I used to keep a sticky note at my desk called “Words I Hate.” These were words that I would run across in the course of my editing that I, well, hated. They were usually either awkward, clichéd, or bureaucratic. It was nothing personal. Some of the words, in isolation, were probably just fine. Here are a few I remember: due to the fact that; fled on foot; recently; found (as in: He found himself enjoying opera); every (noun’s) nightmare; died doing what he/she loved; deliverable; efficiencies (corporate usage, not the dwellings, which can be quite charming); mouthfeel.

But I’m not interested in hating anymore. I’m looking forward to a more positive word world. Especially after keeping up with this guy, Ted McCagg, who declared diphthong to be the Best Word Ever in a Final Four bracket-style competition. Diphthong won out over gherkin, by the way. Some really beautiful and wonderful words in the competition, including kerfuffle, detritus, canoodle.
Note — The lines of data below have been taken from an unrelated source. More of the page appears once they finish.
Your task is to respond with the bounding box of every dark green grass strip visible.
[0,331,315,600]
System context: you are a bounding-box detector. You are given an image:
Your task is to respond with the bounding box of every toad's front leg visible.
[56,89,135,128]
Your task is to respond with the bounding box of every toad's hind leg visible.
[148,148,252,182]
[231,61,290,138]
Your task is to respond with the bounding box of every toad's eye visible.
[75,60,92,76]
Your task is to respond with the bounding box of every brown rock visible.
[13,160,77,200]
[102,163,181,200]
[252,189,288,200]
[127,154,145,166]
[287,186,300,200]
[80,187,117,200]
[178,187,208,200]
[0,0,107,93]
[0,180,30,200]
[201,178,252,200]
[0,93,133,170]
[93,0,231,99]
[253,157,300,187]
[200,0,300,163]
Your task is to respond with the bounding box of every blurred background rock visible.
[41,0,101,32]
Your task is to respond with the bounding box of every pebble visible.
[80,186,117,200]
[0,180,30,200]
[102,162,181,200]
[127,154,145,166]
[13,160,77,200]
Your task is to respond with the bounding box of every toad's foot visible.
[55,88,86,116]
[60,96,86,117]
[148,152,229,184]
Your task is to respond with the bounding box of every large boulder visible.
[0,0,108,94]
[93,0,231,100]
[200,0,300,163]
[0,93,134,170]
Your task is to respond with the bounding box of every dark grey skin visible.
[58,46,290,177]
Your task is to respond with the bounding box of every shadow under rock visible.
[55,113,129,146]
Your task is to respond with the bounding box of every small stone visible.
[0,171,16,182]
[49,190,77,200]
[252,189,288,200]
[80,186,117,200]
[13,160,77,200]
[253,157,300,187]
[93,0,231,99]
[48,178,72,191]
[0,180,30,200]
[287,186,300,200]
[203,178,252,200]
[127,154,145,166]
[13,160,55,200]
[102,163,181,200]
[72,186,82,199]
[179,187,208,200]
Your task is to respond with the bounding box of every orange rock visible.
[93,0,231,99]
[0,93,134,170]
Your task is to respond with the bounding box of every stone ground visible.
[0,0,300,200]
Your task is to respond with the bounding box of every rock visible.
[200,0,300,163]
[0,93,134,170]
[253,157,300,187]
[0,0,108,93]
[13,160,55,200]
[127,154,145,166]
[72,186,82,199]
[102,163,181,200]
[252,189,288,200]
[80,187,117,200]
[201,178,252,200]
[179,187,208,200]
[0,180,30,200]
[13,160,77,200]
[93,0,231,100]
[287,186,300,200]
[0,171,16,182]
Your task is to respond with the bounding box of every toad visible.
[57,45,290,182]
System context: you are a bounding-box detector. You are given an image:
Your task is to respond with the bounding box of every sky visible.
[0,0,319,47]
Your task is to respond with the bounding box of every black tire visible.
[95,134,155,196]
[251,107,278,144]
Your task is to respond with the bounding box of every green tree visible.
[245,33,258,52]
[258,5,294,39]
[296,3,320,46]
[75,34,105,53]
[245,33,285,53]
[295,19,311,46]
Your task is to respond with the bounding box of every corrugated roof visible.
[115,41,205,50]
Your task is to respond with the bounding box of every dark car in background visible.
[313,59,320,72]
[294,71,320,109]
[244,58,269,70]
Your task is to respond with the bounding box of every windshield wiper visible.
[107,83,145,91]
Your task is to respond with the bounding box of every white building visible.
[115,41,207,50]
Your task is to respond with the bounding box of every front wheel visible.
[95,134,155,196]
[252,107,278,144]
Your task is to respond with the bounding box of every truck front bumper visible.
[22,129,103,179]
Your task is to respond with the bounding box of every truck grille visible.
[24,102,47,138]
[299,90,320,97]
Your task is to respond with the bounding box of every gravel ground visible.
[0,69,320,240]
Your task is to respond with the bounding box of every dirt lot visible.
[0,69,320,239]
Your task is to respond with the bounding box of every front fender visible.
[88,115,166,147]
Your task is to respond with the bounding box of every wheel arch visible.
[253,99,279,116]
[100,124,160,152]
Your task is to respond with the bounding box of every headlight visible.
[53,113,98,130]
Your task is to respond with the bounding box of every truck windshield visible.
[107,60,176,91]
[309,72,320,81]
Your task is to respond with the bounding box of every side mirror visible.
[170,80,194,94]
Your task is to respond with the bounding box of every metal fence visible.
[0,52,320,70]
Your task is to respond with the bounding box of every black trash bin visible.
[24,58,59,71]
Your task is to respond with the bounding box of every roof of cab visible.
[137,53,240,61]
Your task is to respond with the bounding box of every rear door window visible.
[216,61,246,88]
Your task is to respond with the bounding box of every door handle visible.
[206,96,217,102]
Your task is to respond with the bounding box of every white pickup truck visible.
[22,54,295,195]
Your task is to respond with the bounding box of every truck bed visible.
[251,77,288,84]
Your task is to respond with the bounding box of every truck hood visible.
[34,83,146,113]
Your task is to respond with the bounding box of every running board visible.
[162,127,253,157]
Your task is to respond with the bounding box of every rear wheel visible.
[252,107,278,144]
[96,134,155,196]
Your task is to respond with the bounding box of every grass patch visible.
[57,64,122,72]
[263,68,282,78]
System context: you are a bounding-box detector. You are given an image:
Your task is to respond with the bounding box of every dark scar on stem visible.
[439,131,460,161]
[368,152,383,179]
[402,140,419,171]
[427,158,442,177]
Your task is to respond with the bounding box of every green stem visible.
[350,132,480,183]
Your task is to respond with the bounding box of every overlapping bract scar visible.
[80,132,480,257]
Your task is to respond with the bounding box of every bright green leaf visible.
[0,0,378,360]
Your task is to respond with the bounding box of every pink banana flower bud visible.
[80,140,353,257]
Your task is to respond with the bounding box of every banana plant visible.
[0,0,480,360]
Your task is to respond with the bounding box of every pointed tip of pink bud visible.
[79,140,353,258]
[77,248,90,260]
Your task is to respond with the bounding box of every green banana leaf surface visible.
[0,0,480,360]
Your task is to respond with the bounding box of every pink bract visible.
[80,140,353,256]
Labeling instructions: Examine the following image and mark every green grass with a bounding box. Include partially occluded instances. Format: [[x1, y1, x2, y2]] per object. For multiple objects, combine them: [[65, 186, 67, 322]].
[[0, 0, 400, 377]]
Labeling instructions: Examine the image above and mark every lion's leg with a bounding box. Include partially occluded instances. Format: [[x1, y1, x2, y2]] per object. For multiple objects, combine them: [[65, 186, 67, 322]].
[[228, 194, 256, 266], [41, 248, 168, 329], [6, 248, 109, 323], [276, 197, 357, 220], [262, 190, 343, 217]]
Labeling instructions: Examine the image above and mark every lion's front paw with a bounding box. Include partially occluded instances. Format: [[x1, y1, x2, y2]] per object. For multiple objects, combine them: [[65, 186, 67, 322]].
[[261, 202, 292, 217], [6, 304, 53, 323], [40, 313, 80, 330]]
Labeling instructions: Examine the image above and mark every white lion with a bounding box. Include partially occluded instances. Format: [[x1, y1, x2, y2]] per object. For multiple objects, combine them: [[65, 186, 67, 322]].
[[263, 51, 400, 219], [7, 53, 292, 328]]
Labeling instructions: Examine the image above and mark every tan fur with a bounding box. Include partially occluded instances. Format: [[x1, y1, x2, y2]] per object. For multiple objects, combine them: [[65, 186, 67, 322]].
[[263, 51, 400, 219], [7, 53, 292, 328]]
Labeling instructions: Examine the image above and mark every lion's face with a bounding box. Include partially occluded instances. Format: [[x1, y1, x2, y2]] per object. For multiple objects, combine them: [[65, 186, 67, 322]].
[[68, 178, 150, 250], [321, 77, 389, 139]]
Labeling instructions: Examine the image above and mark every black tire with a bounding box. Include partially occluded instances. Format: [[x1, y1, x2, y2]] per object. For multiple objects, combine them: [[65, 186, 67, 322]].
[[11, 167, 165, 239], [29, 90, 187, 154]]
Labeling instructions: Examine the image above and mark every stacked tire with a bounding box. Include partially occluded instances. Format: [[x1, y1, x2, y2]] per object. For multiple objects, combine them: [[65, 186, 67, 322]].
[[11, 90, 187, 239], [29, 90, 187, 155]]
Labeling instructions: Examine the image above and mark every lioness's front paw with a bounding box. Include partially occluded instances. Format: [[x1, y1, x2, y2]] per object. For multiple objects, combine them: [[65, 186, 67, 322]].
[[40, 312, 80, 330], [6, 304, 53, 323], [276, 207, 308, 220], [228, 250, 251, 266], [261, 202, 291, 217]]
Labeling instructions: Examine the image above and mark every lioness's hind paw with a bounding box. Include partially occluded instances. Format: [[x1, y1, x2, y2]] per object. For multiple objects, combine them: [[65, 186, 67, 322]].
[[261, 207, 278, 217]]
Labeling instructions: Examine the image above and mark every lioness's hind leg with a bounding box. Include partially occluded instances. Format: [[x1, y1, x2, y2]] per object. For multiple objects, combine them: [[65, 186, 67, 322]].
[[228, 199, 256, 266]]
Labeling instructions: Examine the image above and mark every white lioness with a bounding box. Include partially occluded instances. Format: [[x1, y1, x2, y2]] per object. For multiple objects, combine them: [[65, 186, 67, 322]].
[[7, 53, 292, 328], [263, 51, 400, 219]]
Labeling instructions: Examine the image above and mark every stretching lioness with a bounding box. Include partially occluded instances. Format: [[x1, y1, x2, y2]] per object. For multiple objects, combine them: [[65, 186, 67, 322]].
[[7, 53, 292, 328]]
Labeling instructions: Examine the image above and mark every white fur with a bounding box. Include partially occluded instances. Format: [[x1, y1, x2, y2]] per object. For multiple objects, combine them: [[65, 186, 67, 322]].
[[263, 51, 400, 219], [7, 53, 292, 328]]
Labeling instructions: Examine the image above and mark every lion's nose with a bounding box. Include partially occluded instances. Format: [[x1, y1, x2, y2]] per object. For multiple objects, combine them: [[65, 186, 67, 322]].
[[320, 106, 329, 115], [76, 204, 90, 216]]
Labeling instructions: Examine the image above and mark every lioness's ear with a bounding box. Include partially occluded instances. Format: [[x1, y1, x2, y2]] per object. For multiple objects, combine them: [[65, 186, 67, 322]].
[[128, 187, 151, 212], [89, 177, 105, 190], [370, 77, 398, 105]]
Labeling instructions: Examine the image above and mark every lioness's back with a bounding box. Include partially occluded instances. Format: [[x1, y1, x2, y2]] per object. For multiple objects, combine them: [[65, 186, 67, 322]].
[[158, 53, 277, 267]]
All very fine words. I’m also a fan of the words fisticuffs, umami, milquetoast (which is unrelated to milk).

But if I had run the word competition, I would have done anything I could to get a different word at the top of the heap. Of course I’m talking about the actual very best word ever: schadenfreude. Not only does this word have all the requisite sounds that make a word fun to read and say, its meaning is also sublime. That there’s even a word at all to describe the feeling of joy one gets at the misfortune of others is seriously beautiful. I experience schadenfreude every time a bullfighter gets beaten up by the bull. Wrong, I know. Still. Schadenfreude.

So nothing against diphthong, but schadenfreude is the clear winner here. Sorry, Ted.

Careful, buddy. The bull never wins, but he sometimes puts up a good fight.